Of those who argue against the possibility of a democratic Iraq, Bruce E. Moon is the most pessimistic. His views stem from his assessment of the prospects for democracy based on the historical precedents of cases with similar contexts. He advances the argument that both theory and evidence indicate that a set of structural factors are necessary conditions for transition and Iraq lacks all of them. Those structural factors could be summed up in the phrase, ‘lack of a democratic culture’. He concludes that, even in a quarter century, the odds of Iraq achieving democracy are close to zero (Moon 2009).

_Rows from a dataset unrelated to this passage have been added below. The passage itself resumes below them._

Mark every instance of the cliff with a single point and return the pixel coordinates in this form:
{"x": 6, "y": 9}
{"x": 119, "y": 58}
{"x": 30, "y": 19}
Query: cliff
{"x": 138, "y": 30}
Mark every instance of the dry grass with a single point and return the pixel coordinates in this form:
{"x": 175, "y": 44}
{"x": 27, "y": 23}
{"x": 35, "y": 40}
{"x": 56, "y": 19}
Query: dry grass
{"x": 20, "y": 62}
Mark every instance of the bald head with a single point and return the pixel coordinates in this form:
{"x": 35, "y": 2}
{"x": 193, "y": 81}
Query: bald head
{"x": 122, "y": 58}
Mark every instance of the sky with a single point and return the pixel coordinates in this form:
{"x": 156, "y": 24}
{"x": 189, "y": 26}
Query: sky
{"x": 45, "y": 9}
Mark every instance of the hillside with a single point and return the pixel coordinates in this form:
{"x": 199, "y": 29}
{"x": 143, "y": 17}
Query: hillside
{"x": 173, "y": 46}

In response to the argument that contents the obstacles to the emergence of democracy in Iraq are cultural, counter arguments have been put forward that democracy in Iraq is not solely subject to the legacies of authoritarianism and the absence of a history of democratic institutions (see, Dawisha 2005). With reference to historical experiences, the 1921-58 era, is called the period of democratic attitudes and practices, demonstrating that there were traditions of political pluralism and experiences of representative political institutions and believes that post 2003 Iraq does not suffer from a deficit in democratic culture. Moreover, along similar lines, with a focus on pluralism and culture, it has been argued that Iraq, between 1921-58, was more democratic and
pluralistic than is generally believed (see, Bashkin 2009).

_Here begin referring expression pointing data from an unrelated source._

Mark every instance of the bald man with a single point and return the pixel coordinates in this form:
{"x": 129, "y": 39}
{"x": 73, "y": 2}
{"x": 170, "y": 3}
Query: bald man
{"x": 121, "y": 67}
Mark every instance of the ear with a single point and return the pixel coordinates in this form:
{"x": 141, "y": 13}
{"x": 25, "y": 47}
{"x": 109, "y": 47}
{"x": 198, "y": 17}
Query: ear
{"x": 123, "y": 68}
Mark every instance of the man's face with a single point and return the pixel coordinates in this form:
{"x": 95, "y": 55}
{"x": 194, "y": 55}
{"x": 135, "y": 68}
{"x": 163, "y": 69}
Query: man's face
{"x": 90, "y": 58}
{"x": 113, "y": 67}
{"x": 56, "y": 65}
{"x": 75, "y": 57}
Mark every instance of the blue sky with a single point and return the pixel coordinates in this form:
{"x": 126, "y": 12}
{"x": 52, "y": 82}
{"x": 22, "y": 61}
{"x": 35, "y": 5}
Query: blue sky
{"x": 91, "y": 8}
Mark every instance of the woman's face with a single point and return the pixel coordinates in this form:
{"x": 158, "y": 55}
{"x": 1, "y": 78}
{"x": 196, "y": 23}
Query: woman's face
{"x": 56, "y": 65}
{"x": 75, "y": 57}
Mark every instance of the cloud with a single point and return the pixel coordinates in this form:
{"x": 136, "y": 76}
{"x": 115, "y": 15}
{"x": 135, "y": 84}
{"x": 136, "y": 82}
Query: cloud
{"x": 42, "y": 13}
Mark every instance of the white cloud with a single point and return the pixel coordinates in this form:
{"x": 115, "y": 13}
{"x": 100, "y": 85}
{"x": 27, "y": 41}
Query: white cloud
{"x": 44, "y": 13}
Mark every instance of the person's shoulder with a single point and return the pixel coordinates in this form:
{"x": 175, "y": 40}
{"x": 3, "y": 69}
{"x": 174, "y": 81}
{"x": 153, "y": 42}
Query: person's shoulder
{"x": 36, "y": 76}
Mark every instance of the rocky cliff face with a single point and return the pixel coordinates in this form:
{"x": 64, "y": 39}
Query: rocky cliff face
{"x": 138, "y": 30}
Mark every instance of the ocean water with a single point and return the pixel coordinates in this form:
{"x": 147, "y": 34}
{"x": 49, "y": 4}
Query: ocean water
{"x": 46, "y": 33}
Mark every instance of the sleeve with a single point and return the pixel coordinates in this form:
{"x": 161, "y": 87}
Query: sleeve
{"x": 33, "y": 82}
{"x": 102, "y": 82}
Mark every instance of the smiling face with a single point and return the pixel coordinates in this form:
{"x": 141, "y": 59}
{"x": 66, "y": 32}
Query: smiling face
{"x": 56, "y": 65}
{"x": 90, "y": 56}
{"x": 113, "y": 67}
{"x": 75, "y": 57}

The above arguments are presented in support of the feasibility of democracy in Iraq and regard the country as the best candidate in the region for democratisation. Supporting structural factors include the cultural variable. Daniel Byman (2003), for instance, points out that before the Gulf War, Iraq had probably the ‘best educated, most secular, and the most progressive population of all of the Arab states’ (Byman 2003b: 72). Bearing that in mind, other scholars (e.g. Alterman 2003: 158; Byman 2003b: 72; Baracati 2004: 158; Ryan 2010: 65) have advanced the idea that if established correctly, Iraq’s democracy could become ‘a successful model’ of democracy for the Middle East.
Conclusion
It has been argued that modernization as the liberalisation of cultures is an inevitable process (Inghlhart and Welzel 2005). The change of value systems has been regarded as a cultural shift with culture being the prime intervening variable responsible for the emergence of political democracy. That view is opposed by those who, like Huntington (1996), view culture to be a persistent phenomenon, and argue cultures revive along value systems peculiar to themselves. In arguing for the possibility of democracy based on culture, the existing literature offers mixed views and propositions. Some argue Iraq lacks the sort of political culture that any type of political democracy requires, while others argue that Iraq’s political culture is a relative facilitator for political democracy, in comparison to other countries in the region.

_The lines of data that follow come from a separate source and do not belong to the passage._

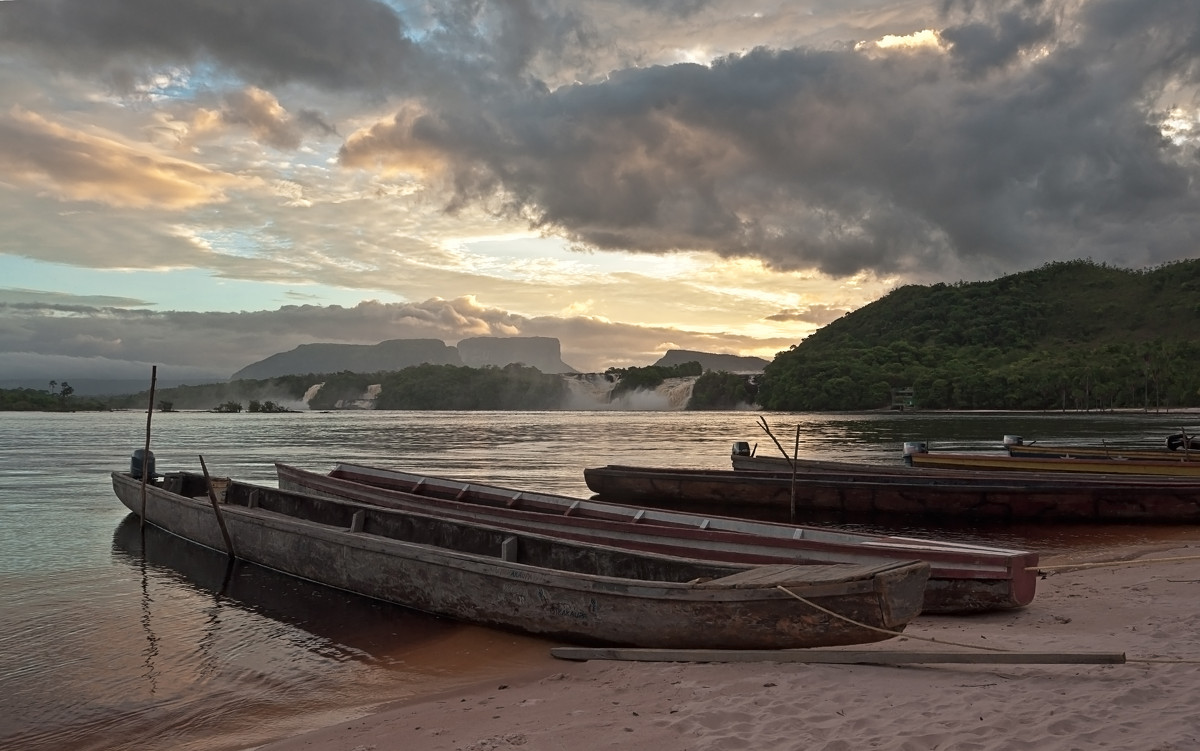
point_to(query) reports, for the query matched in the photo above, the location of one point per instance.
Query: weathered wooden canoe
(1012, 497)
(963, 577)
(864, 470)
(533, 583)
(1102, 452)
(1003, 462)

The fundamental question that remains is, ‘In the context of Iraq, what constitutes the political culture?’ What is clear is that Iraq does not have a single political culture. It has not been successful in creating a unified single national identity, or a coherent social structure. Both ethnicity and religion are component parts of the political culture. Each group has developed its distinctive political culture; among the Shia, religious elements prevail, among the Kurds, ethno-nationalism, and among the Sunni, Arab solidarity is dominant. In this context, it is not a matter of whether the political culture is resistant or receptive to democracy, but rather that the political culture of each group demands a specific type of democracy consistent with its values.